Trial program begins as government pushes for autonomous vehicles

A trial program for Asia's first driverless truck, according to Belgian logistics company Katoen Natie, began at an ExxonMobil chemical plant in Singapore on Tuesday.

SINGAPORE -- At an ExxonMobil plant in Singapore's chemical industry hub on Jurong Island, situated on the southwest corner of the city-state, Asia's first driverless truck began operating on Tuesday morning.

The truck, which was loaded with roughly 30 tons of plastic resin, is a pilot program by a Belgian logistics company and captures Singapore's vision of having autonomous vehicles in industry sectors -- as well as public transportation -- to boost efficiency.

Initially, the truck will move bags of polymer from a packaging center to a storage facility about 3km away, all within the plant site. The company, Katoen Natie, plans to add 11 additional driverless trucks in the same chemical plant, the largest on Jurong, after about six months. Operating around the clock, the 12 vehicles will move 3 million tons of products a year. The goal is to operate the unmanned trucks on public roads in Singapore by 2020, assuming government legislation for the driverless vehicles is passed by then.

The first truck, built by Dutch vehicle manufacturer VDL Groep, has a price tag of about 500,000 Singapore dollars ($367,000), according to Koen Cardon, CEO of Katoen Natie Singapore.
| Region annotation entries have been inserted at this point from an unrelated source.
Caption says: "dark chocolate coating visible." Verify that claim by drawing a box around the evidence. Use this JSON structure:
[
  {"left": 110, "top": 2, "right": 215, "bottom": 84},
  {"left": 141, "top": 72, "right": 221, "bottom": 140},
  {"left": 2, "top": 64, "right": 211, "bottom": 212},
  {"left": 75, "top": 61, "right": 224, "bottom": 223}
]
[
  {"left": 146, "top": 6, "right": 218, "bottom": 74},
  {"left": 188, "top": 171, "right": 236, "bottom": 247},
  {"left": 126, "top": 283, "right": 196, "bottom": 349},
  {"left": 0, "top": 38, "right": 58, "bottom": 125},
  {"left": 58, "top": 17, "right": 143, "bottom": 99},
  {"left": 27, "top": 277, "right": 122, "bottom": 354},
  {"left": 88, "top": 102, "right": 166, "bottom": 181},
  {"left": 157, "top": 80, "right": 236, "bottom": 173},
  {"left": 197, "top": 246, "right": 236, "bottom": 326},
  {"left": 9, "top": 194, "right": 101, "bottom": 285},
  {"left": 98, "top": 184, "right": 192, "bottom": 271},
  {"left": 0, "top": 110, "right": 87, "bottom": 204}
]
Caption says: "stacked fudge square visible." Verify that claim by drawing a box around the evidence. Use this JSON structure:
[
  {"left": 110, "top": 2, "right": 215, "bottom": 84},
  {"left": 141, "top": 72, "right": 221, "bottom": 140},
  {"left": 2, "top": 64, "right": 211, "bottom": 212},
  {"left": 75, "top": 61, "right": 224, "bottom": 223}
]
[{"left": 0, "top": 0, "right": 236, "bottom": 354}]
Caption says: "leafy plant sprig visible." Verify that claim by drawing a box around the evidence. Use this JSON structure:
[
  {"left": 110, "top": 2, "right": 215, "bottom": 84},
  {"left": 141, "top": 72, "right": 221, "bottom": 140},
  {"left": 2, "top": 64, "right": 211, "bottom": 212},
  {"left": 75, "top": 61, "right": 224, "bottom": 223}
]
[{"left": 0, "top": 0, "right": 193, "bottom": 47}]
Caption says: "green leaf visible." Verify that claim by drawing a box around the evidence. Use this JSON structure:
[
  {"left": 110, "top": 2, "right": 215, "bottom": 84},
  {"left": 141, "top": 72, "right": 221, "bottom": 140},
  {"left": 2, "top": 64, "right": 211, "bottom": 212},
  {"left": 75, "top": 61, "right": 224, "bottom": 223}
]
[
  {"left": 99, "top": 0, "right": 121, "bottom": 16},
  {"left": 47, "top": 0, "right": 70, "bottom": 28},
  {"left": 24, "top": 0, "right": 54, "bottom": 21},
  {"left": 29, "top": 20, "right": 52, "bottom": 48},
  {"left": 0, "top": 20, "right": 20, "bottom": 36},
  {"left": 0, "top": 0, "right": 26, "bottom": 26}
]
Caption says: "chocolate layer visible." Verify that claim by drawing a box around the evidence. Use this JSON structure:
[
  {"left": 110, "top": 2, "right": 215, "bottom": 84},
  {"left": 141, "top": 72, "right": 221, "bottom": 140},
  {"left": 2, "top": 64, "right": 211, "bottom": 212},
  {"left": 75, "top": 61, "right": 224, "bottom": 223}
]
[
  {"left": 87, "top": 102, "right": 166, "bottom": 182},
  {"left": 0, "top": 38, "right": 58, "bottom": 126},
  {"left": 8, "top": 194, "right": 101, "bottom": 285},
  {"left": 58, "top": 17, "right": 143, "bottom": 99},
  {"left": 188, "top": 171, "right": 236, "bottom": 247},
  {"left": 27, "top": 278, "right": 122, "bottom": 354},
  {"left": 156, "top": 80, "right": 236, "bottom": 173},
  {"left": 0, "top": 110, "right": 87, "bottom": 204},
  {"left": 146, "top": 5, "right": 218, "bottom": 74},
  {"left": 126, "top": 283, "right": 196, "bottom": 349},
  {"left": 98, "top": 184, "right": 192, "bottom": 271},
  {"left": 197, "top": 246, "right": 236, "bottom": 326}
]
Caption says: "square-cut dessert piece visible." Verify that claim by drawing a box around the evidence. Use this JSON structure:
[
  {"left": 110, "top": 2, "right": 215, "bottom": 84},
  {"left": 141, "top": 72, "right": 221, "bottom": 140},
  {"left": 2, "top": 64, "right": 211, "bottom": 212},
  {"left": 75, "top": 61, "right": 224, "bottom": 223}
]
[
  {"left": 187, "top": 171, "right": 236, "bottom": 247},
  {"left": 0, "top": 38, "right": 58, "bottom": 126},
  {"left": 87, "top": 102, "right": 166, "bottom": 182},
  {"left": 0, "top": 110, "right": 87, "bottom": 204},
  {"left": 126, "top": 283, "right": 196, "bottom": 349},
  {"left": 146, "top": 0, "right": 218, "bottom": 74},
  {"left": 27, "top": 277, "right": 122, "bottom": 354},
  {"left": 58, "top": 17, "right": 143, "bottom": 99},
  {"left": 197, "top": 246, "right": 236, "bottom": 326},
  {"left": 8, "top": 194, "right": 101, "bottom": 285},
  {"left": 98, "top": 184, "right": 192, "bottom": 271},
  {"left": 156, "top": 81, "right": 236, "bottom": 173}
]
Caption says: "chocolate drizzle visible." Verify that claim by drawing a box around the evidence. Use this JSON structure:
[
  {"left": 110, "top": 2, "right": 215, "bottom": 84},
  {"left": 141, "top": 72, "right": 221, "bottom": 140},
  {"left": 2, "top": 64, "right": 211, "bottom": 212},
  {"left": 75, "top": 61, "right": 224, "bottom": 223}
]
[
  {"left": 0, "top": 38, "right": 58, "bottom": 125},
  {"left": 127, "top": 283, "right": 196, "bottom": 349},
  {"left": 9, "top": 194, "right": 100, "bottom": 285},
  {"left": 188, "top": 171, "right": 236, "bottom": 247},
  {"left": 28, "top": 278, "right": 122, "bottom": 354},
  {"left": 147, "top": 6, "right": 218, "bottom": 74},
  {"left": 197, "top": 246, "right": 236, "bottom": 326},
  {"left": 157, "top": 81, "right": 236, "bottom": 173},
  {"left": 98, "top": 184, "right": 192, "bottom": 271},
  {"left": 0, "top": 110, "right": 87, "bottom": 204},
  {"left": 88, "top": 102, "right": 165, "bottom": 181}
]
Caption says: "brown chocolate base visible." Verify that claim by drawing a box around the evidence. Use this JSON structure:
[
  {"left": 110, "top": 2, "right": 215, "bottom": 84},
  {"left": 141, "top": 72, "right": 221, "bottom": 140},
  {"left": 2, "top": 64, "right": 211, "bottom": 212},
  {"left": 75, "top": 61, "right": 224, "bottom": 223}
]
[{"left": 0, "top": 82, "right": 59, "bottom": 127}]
The truck initially will drive on the transponders that communicate with sensors built on the road, but it will shift to a more sophisticated, global-positioning system-navigated technology next year.
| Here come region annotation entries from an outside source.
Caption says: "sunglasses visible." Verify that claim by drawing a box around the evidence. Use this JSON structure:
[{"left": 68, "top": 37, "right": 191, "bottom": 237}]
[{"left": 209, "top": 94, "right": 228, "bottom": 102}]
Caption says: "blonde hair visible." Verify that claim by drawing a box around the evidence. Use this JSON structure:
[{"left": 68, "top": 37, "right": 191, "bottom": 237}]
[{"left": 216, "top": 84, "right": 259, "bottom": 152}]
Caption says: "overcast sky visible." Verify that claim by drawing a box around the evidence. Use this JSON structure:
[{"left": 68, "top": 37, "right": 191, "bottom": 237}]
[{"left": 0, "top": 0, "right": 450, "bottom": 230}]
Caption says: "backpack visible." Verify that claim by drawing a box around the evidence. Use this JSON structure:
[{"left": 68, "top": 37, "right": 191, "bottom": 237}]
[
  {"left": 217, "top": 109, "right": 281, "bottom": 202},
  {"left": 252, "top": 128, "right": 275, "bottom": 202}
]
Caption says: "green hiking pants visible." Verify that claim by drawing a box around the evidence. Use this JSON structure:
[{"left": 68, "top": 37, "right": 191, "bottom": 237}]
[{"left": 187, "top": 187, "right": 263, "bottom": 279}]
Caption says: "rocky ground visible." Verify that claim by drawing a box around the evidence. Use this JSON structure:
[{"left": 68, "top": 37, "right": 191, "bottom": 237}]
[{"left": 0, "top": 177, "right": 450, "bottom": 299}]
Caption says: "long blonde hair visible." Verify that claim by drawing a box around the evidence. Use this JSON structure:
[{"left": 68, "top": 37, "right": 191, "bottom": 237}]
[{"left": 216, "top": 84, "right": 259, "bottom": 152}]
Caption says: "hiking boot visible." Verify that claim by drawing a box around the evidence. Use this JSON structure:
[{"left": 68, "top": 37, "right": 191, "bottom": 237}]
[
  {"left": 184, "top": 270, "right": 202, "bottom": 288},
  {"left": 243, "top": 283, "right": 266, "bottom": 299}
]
Katoen Natie expects the driverless trucks to help reduce labor costs and improve its competitiveness. "Not only in Singapore, but in our global operations, we see a shortage of labor force, and this will be a key challenge moving forward," Cardon said on Tuesday. "To remain relevant ... you need to get smarter, and you need to get more productive."

The Singapore government is supporting the project by providing a financial grant of an undisclosed amount, as the labor-constrained nation moves aggressively on the automation path.
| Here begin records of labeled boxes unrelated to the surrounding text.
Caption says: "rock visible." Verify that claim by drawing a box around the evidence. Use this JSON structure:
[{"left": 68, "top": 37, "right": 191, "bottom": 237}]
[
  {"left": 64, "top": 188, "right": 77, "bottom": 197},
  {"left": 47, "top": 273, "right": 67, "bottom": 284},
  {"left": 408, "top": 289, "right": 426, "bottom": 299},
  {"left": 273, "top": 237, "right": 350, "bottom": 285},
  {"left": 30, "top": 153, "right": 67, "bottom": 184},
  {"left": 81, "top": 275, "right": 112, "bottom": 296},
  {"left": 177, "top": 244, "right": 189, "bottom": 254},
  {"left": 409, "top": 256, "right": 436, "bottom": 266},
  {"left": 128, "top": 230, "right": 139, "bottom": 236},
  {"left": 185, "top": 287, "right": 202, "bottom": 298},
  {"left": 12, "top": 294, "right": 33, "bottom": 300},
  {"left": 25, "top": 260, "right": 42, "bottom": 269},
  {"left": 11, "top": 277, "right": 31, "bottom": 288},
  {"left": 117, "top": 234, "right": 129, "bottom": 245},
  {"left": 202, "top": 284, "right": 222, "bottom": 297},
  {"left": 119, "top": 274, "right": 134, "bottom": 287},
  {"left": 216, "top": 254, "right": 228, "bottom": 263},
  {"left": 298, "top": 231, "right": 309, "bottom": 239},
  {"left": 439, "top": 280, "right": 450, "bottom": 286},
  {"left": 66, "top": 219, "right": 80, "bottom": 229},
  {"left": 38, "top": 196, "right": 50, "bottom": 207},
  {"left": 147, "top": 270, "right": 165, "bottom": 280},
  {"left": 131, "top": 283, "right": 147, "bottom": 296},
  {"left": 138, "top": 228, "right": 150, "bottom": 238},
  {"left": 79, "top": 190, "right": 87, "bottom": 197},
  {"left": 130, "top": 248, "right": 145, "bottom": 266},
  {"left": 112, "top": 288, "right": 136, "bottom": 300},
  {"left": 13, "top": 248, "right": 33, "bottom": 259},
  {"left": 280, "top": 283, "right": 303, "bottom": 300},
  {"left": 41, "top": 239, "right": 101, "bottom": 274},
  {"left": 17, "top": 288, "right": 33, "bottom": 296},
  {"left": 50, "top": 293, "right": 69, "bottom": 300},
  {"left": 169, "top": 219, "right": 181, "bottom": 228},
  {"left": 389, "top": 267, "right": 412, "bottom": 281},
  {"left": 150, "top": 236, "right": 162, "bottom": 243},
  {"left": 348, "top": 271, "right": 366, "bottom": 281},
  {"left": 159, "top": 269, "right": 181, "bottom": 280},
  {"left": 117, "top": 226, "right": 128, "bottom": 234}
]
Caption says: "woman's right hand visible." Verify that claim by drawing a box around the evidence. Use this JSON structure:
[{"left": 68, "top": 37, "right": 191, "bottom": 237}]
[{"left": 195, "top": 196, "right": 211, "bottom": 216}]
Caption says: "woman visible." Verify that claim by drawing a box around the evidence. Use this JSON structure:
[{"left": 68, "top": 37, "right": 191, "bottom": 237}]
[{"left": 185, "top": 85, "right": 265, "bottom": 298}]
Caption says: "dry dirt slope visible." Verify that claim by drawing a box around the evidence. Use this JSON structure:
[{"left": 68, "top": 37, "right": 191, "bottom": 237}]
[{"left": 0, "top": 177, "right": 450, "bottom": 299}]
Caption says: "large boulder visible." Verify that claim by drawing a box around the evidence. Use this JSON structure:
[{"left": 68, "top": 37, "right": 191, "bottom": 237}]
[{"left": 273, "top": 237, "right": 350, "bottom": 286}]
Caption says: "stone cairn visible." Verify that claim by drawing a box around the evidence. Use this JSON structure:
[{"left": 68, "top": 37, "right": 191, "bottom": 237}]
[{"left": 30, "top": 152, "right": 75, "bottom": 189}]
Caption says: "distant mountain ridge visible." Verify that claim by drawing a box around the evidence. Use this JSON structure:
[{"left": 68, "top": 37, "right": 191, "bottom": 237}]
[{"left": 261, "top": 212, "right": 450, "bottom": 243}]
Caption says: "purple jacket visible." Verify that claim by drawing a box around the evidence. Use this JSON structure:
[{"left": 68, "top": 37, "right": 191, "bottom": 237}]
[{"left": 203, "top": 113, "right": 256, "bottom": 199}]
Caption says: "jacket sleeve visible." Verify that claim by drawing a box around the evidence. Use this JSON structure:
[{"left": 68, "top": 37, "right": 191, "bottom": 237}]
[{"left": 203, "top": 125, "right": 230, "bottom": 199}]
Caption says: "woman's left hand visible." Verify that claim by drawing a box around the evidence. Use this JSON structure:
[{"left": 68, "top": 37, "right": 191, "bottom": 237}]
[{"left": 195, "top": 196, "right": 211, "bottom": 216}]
"Driverless transport and automation are key enablers to improve productivity and reduce reliance on lower-skilled workforce," according to Damian Chan, executive director in charge of energy and chemicals at the Singapore government's Economic Development Board.

The driverless truck trial joins many other autonomous-vehicle pilot programs in Singapore. PSA International, the government-owned port operator, already runs 30 automated guided vehicles -- electric-powered dollies -- to move containers in its terminals. PSA has another plan to bring driverless trucks for trial on the road outside the port.

Toyota of Japan and Sweden's Scania are separately developing autonomous trucks for PSA's "truck platooning" project, where a manned truck is to lead three driverless ones behind it, communicating wirelessly, to drive on a public road between two port terminals 10km apart. PSA is expected to decide next year which manufacturer to work with in its trial.

Autonomous public transportation is another area Singapore is exploring to achieve smooth traffic conditions. Singapore- and Boston-based tech startup nuTonomy successfully tested self-driving taxis with passengers on Singapore's public roads last year. ST Kinetics, a unit of government-linked Singapore Technologies Engineering, is working with the government to develop a driverless bus and aims to begin trials in 2020.